TOPICA PICTUS こざかほんまち
2019年11月から2020年2月末にかけ、造形作家で批評家の岡崎乾二郎さん(1955年生まれ)の大規模な個展「岡﨑乾二郎-視覚のカイソウ」があった豊田市美術館で、2020年10月17日〜12月13日、特集展示「岡﨑乾二郎 TOPICA PICTUS こざかほんまち」が開催されている。
「岡﨑乾二郎-視覚のカイソウ」については、「岡﨑乾二郎 視覚のカイソウ 豊田市美術館 岡崎乾二郎さんの全貌紹介 講演から読み解く」を参照。
豊田での「視覚のカイソウ」 展終幕後、世界中がコロナ禍による危機と不安に陥る中、岡﨑さんは外出も困難な状況下でアトリエにこもり、3月から6月にかけ、集中的に150点を超える絵画シリーズ「TOPICA PICTUS」を手がけた。

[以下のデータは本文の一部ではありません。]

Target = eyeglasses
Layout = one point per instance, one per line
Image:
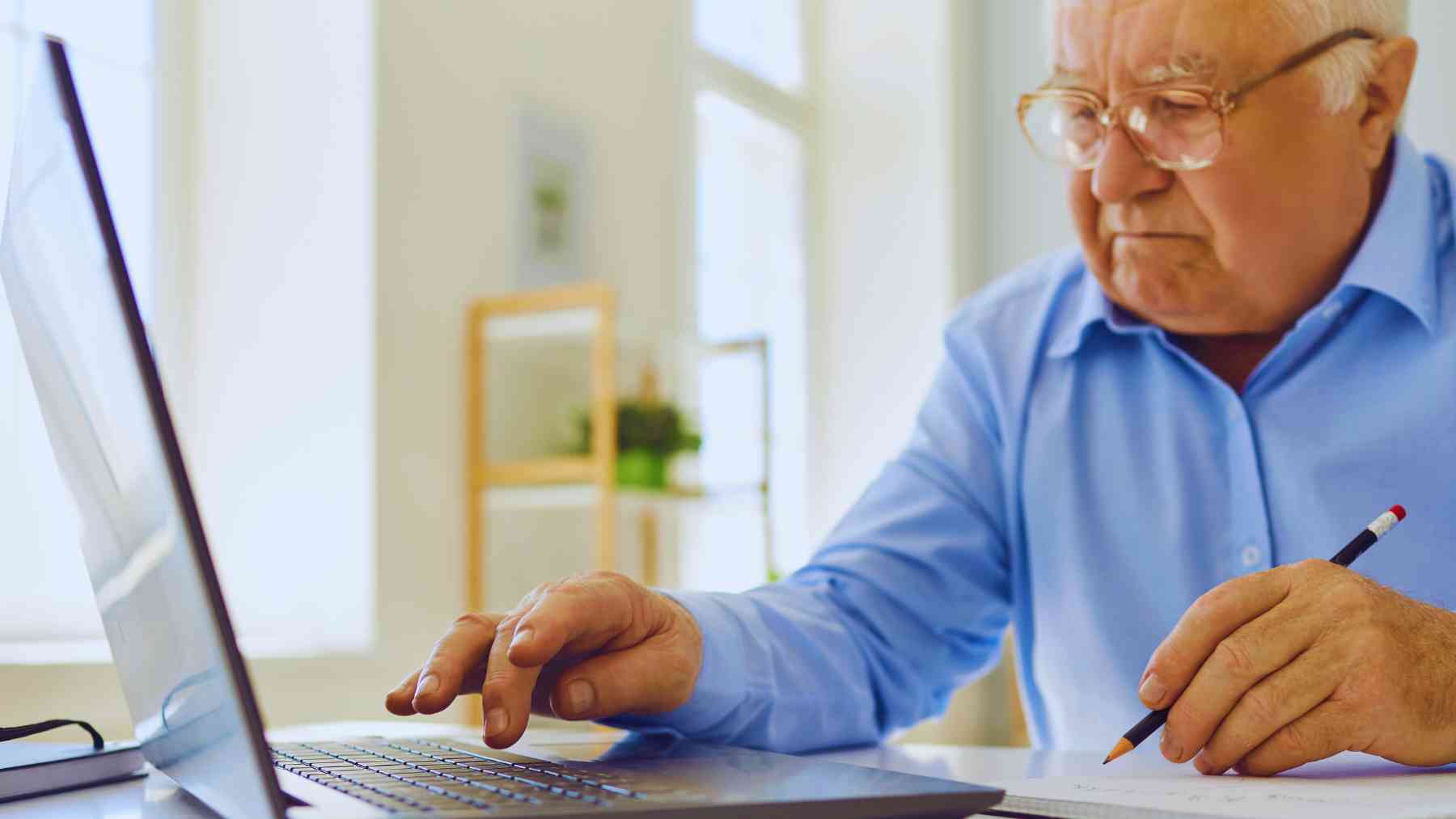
(1175, 129)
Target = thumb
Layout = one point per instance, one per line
(653, 677)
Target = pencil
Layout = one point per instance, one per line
(1346, 556)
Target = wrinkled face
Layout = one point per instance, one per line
(1246, 245)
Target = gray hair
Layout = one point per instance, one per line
(1348, 67)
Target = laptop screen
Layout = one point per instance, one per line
(94, 374)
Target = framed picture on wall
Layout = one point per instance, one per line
(552, 200)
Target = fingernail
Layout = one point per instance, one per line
(1152, 691)
(580, 695)
(497, 720)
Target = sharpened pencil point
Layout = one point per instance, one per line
(1123, 746)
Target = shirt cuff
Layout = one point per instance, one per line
(722, 682)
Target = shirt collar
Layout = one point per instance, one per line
(1395, 260)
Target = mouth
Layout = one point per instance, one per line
(1149, 234)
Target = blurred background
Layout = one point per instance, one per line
(400, 260)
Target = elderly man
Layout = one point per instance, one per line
(1141, 451)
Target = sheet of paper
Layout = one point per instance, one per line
(1361, 792)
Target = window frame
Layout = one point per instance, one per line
(797, 112)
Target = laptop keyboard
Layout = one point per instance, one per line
(438, 775)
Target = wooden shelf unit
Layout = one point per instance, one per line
(529, 315)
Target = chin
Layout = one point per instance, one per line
(1171, 302)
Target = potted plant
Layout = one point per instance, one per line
(648, 435)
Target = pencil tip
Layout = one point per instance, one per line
(1123, 746)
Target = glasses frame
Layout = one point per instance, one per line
(1221, 102)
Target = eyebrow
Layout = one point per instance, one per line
(1183, 67)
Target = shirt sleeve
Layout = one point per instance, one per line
(908, 600)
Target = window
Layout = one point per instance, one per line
(751, 120)
(50, 611)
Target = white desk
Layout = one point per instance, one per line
(158, 797)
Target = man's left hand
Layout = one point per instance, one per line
(1280, 668)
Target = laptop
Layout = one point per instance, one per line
(165, 617)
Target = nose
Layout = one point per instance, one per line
(1123, 174)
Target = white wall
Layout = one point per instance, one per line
(886, 277)
(1430, 111)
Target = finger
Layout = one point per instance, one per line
(1238, 662)
(506, 699)
(1276, 702)
(398, 702)
(1208, 622)
(653, 677)
(1325, 731)
(599, 613)
(455, 656)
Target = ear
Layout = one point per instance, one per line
(1385, 96)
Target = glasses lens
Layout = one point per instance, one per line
(1179, 129)
(1063, 129)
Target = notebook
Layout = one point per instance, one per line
(1347, 786)
(34, 768)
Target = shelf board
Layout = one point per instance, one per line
(584, 495)
(540, 471)
(560, 323)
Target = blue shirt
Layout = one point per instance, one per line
(1077, 476)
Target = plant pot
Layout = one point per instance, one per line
(642, 469)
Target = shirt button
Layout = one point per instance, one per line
(1250, 556)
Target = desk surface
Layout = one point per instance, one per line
(158, 797)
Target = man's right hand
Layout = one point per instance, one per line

岡崎さんは、「世界にさまざまな場所があり、無数の考えるべき問題=トピック(アリストテレスによるTOPICA)があるように、絵画はそれぞれ固有の問題、特別の場所に向き合って制作される」としている。
そのことこそが「それぞれの絵を独自のものとし、その無数の場所のネットワークが世界を編み上げている」と岡﨑さんは説明している。
この絵画シリーズは分割され、時期をずらしながら、各地で展示される予定。
10月中旬時点では、東京国立近代美術館、 Takuro Someya Contemporary Art(東京) 、 南天子画廊(東京) の4カ所で分散的に展示されることが決まっている。

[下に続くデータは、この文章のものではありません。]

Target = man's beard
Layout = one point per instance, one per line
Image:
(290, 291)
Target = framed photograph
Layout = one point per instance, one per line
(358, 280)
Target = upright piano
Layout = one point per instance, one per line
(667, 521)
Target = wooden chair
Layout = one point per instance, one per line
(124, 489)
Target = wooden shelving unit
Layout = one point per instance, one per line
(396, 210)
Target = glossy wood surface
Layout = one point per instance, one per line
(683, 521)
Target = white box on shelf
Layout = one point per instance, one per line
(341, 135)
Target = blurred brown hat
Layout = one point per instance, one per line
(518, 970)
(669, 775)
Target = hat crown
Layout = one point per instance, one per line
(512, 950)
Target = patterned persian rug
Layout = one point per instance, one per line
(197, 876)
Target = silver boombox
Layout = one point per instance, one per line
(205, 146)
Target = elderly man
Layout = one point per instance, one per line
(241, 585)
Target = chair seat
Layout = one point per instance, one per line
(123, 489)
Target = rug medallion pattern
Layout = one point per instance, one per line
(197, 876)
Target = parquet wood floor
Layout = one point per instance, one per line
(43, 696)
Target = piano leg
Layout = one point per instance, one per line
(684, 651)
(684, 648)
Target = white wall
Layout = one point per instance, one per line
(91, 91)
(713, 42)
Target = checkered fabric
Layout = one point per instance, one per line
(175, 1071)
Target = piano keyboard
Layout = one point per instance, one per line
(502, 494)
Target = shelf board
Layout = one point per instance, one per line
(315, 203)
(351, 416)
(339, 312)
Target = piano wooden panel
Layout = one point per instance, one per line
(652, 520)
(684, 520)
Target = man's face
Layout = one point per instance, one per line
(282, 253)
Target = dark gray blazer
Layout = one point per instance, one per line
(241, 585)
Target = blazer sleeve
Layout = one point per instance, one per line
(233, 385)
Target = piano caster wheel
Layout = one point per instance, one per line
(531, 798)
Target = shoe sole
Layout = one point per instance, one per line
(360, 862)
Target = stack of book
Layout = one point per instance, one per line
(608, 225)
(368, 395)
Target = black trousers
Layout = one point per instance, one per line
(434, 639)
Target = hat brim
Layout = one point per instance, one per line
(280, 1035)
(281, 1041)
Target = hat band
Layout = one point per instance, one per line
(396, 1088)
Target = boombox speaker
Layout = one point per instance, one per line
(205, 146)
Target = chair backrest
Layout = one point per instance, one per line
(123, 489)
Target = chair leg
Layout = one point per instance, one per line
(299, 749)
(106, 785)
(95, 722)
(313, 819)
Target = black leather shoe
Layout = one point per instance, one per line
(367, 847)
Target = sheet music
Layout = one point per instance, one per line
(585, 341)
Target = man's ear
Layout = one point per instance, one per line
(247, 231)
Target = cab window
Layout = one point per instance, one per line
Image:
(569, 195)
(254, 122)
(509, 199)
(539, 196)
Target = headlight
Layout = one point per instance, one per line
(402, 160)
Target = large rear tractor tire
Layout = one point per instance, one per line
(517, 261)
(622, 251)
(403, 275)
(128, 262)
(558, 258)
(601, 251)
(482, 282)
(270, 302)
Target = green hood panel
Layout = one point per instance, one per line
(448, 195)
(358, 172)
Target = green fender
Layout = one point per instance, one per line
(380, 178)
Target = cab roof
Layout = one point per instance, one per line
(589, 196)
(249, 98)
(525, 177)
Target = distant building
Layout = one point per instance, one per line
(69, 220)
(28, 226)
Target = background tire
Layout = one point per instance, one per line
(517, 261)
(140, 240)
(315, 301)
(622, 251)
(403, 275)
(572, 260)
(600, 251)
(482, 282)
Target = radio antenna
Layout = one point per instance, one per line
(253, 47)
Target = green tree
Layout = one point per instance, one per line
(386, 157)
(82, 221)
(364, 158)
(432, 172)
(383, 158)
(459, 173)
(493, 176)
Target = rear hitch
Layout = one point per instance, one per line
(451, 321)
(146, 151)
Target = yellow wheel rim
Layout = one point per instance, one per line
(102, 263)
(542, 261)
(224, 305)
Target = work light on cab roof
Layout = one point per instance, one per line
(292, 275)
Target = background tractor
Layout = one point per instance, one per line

各会場では、展示場所のある地名が展覧会タイトルになっている。
特集展示「岡﨑乾二郎 TOPICA PICTUS こざかほんまち」(10月17日〜12月13日、豊田市美術館)、「TOPICA PICTUS たけばし」(2020年11月3日〜2021年2月23日、東京国立近代美術館)、「TOPICA PICTUS てんのうず」(10月31日〜12月12日、Takuro Someya Contemporary Art)、「TOPICA PICTUS きょうばし」(11月6日〜12月12日、南天子画廊)である。

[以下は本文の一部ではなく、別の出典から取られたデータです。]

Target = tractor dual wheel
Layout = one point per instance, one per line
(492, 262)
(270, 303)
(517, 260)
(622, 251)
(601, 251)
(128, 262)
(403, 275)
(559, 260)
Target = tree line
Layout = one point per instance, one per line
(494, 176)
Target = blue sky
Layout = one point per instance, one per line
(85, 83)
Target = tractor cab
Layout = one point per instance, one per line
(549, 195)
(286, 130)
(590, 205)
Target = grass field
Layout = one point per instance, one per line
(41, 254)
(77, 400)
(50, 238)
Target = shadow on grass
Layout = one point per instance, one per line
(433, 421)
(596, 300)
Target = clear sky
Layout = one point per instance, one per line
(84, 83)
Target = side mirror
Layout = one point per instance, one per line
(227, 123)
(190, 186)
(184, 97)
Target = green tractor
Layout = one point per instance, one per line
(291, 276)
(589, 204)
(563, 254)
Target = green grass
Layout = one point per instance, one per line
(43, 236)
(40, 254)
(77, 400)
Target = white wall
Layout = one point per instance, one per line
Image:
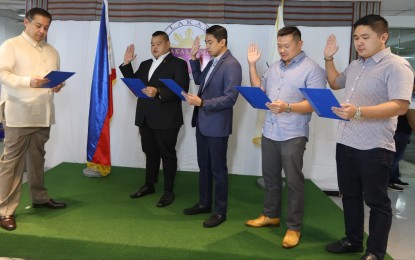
(400, 21)
(9, 28)
(76, 43)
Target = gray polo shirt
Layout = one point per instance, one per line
(281, 83)
(376, 80)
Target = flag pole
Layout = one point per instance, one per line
(100, 108)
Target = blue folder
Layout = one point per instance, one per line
(56, 78)
(173, 86)
(136, 86)
(322, 100)
(255, 96)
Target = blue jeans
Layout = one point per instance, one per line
(401, 140)
(363, 177)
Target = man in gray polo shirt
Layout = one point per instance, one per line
(378, 88)
(285, 130)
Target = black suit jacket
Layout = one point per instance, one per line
(164, 111)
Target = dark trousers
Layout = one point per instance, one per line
(211, 157)
(363, 177)
(288, 156)
(401, 140)
(160, 145)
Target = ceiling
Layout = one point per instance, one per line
(11, 8)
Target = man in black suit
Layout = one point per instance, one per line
(160, 117)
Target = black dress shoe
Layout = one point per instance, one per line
(369, 256)
(166, 199)
(343, 246)
(196, 209)
(51, 204)
(214, 220)
(143, 191)
(8, 223)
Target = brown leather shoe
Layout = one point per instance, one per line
(8, 223)
(51, 204)
(291, 239)
(263, 221)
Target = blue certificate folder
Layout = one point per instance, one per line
(322, 100)
(136, 86)
(255, 96)
(56, 78)
(173, 86)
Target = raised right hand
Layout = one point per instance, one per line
(129, 54)
(254, 53)
(195, 48)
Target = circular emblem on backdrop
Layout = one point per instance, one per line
(182, 34)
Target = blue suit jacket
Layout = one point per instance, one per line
(219, 95)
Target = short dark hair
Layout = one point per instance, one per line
(161, 33)
(376, 22)
(37, 11)
(218, 32)
(293, 30)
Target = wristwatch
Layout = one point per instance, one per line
(358, 114)
(288, 108)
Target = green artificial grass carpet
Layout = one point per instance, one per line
(102, 222)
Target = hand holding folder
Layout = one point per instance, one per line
(56, 78)
(173, 86)
(255, 96)
(322, 100)
(136, 86)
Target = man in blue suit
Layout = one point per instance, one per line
(212, 118)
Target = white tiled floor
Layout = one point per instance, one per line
(401, 243)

その全貌は、場所なき場所として、画集『TOPICA PICTUS』にまとめられ、そこでのみ見ることができる。
1つ1つの絵画は、それぞれが固有の絵画であり、その事実に留まることによって、ここの場にありながら、別の場へと通じる、特別な場所を宿しているという。
それぞれの絵画が、過去の絵画などを参照していて、ある場所、ある記憶を宿している。
岡崎さんの絵を通して、見えなかった回路が開かれ、もう1つの回路、記憶、場所へとつながる。
それによって広がる世界の豊かさが感じされる作品シリーズである。
豊田では、10点の作品が展示された。
会場で配布される個々の作品に関するエッセイでは、作品制作プロセスで起こった岡﨑さんの思考の流れを知ることができる。
この記事では、10点のうち2点を、エッセイの要約とともに紹介する。
豊田市美術館によると、岡﨑さんによる長文のテキストを作品を前にして読むことによって、鑑賞者がより深い経験をすることができる。
無数の場所が世界を編み上げるように、各地に展示された絵が、それぞれの場所を現前させ、ネットワーク的に世界を立ち上げる。
その特別な場所の1つ1つに、豊田市美術館で出合えるというわけである。
The calf-bearer/モスコポロス、荷物を落とす
岡崎さんのエッセイでは、紀元前560年の彫刻《仔牛を担ぐ青年》が引用されている。
アルカイック期のギリシャ彫刻がそうであるように、この彫刻像は、強い正面性があるが、男が肩に担いでいる仔牛だけは、男に話しかけるように首を傾けている。
岡崎さんは、ここに仔牛と男の間に通じ合った心の動きを見る。
The rolling hills and The clouds/王莽がときのとちのき
岡崎さんのエッセイでは、中国の新王朝を打ち立てた王莽(おうもう)について書かれている。
王莽は、極端に裏表のある人物で、王莽が出現したときが「おおまがどき」(逢魔時)、すなわち、夕方の薄暗くなるとき、魔物に遭遇するとき、災禍を蒙るときであるという。
エゴン・シーレ《Four Trees》(1917年)が紹介されている。夕暮れの空が、赤、緑、青で襞ができたように触覚的に描かれている。4本のトチノキが暗い緑色の大地から立ち上がり、夕日の空のまがまがしい襞に立ち向かっている。